Das Sozialgericht (SG) Schleswig hat die Klage nach Vernehmung des Schlachters H. abgewiesen (Urteil vom 15. September 1970). Das Landessozialgericht (LSG) hat das erstinstanzliche Urteil sowie die Bescheide der Beklagten aufgehoben (Urteil vom 23. Februar 1972): Der Kläger habe keinen Arbeitnehmer gegen seinen Willen zum Sicherheitsbeauftragten bestellen können. Selbst wenn aus arbeitsrechtlicher Sicht dagegen keine Bedenken bestünden, könne jedoch nicht außer Betracht gelassen werden, daß ein auf diese Weise gegen seinen Willen mit einer zusätzlichen Aufgabe betrauter Arbeitnehmer das Beschäftigungsverhältnis kündigen und somit dem Betrieb als Arbeitskraft verloren gehen könnte. Angesichts des Arbeitskräftemangels sei keinem Arbeitgeber zuzumuten, sich dieser Gefahr auszusetzen. Die Entscheidung des Rechtsstreits hänge deshalb davon ab, ob festzustellen sei, daß der Kläger sich nicht in zumutbarer Weise bemüht habe, einen Betriebsangehörigen zu finden, der das Amt des Sicherheitsbeauftragten freiwillig zu übernehmen bereit gewesen sei. Durch die Aussage des Zeugen H. vor dem SG sei das Gegenteil bewiesen. Danach habe der Kläger alsbald nach dem Ausscheiden des früheren Sicherheitsbeauftragten die Mitarbeiter des Betriebes unter Hinweis darauf, daß der Betrieb einen Sicherheitsbeauftragten haben müsse, nicht einmal, sondern laufend gefragt, ob jemand zur Übernahme dieses Amtes bereit sei.
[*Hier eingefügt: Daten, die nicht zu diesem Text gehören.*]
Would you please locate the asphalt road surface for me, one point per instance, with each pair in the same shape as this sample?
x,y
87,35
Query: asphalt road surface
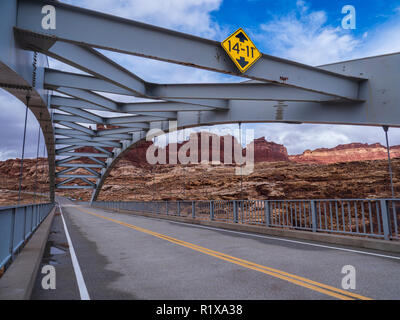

Damit habe er alles getan, was seiner Macht gestanden habe, um einen Sicherheitsbeauftragten zu finden. Daß er mit diesen Bemühungen keinen Erfolg gehabt habe, könne ihm nicht als Verschulden zur Last gelegt werden. Nach der Überzeugung des Senats falle die Nichtbestellung eines Sicherheitsbeauftragten hier in den Verantwortungsbereich der Beklagten, weil sie es unterlassen habe, einen Aufsichtsbeamten oder einen sonstigen Bediensteten in das Unternehmen zu entsenden, nachdem ihr bekanntgeworden sei, daß die Bestellung eines Sicherheitsbeauftragten in dem Unternehmen des Klägers auf Schwierigkeiten gestoßen war. Dieser hätte die Belegschaftsmitglieder an Ort und Stelle eindringlich davon überzeugen können, daß sich jemand zur Übernahme des Amts des Sicherheitsbeauftragten bereitfinden müsse.

Das LSG hat die Revision zugelassen.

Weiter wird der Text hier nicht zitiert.